In a letter sent last week to six pastors of the parishes with schools near the Chevy Chase and Rosemary Hills neighborhoods, which are the focus of the county's integration efforts, Chancellor John Donoghue reaffirmed the archdiocese's 10-year-old policy discouraging the use of Catholic schools as alternatives to participation in public school busing programs.
"I need not remind you that in no case should our schools become havens for students whose parents wish to avoid integrated schools," Donoghue wrote after a meeting last week with the pastors and other church and lay officials. He said Catholic schools should accept only students "who seek admission for positive reasons rather than as an escape."
Donoghue's remarks followed several weeks of controversy over the potential threat that private schools pose to the county's integration efforts. County executive Charles W. Gilchrist recently was severely criticized for his decision to lease the empty Larchmont elementary school building, located in the integration area, to the private Grace Episcopal Day School.
Several county council and school board members, who have worried about white students fleeing the public schools, argued that the lease to a private school would undermine the Rosemary Hills-Chevy Chase integration program. As a result of the uproar, Grace Episcopal officials said they would search for another site.
School board President Blair Ewing, who last March led the successful fight to reinstate the controversial pairing of the predominantly minority Rosemary Hills and the largely white Chevy Chase schools, yesterday welcomed the archdiocese's renewed support of school integration.
There has been strong opposition to the county's efforts from some white parents in the Chevy Chase area. More than two-thirds of the parents of Chevy Chase kindergarteners have said they will not enroll their children at Rosemary Hills when busing resumes in September.
Despite the worry about white flight, there are no clear signs that whites are enrolling in Catholic schools to avoid school busing. John Carr, director of the archdiocese's Office of Social Concerns, said yesterday that enrollment in the six Catholic schools in the integration area has been stable for the last three years, after a period of decline.

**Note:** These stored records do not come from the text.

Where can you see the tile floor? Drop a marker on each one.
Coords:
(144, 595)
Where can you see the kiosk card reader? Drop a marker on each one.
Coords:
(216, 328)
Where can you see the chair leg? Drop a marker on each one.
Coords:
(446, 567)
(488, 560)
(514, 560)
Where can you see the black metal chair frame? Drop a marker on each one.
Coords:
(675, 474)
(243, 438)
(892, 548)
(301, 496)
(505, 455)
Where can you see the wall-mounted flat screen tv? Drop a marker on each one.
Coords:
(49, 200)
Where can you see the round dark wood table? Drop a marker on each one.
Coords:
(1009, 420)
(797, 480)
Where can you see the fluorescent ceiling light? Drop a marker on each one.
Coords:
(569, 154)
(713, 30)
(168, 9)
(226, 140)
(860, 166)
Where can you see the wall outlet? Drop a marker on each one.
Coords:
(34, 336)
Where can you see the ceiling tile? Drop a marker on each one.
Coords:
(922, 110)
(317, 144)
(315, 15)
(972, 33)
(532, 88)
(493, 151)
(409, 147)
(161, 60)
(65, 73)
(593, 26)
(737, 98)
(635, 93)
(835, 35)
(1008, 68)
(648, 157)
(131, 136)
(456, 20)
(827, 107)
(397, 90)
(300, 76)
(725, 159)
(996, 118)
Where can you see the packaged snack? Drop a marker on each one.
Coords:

At least one school, however, Blessed Sacrament, added another kindergarten last year because of increased enrollment.
The actions taken last week by the Chancellor reflect the active role the Catholic church has taken during the last three decades in supporting integration efforts in the Washington area.
In 1950, four years before federal public school desegregation began, Cardinal Patrick O'Boyle ordered the desegregation of all Catholic schools in the area. In 1973, after Prince George's County residents began to flood the Catholic schools with applications during a federal desegregation fight, the Washington archdiocese issued its own policy on integration. And Archbishop James Hickey frequently has encouraged area Catholics to support integration efforts.
"We are very proud of the contributions our schools are making and don't want to see anything develop that might harm that standing," Carr said.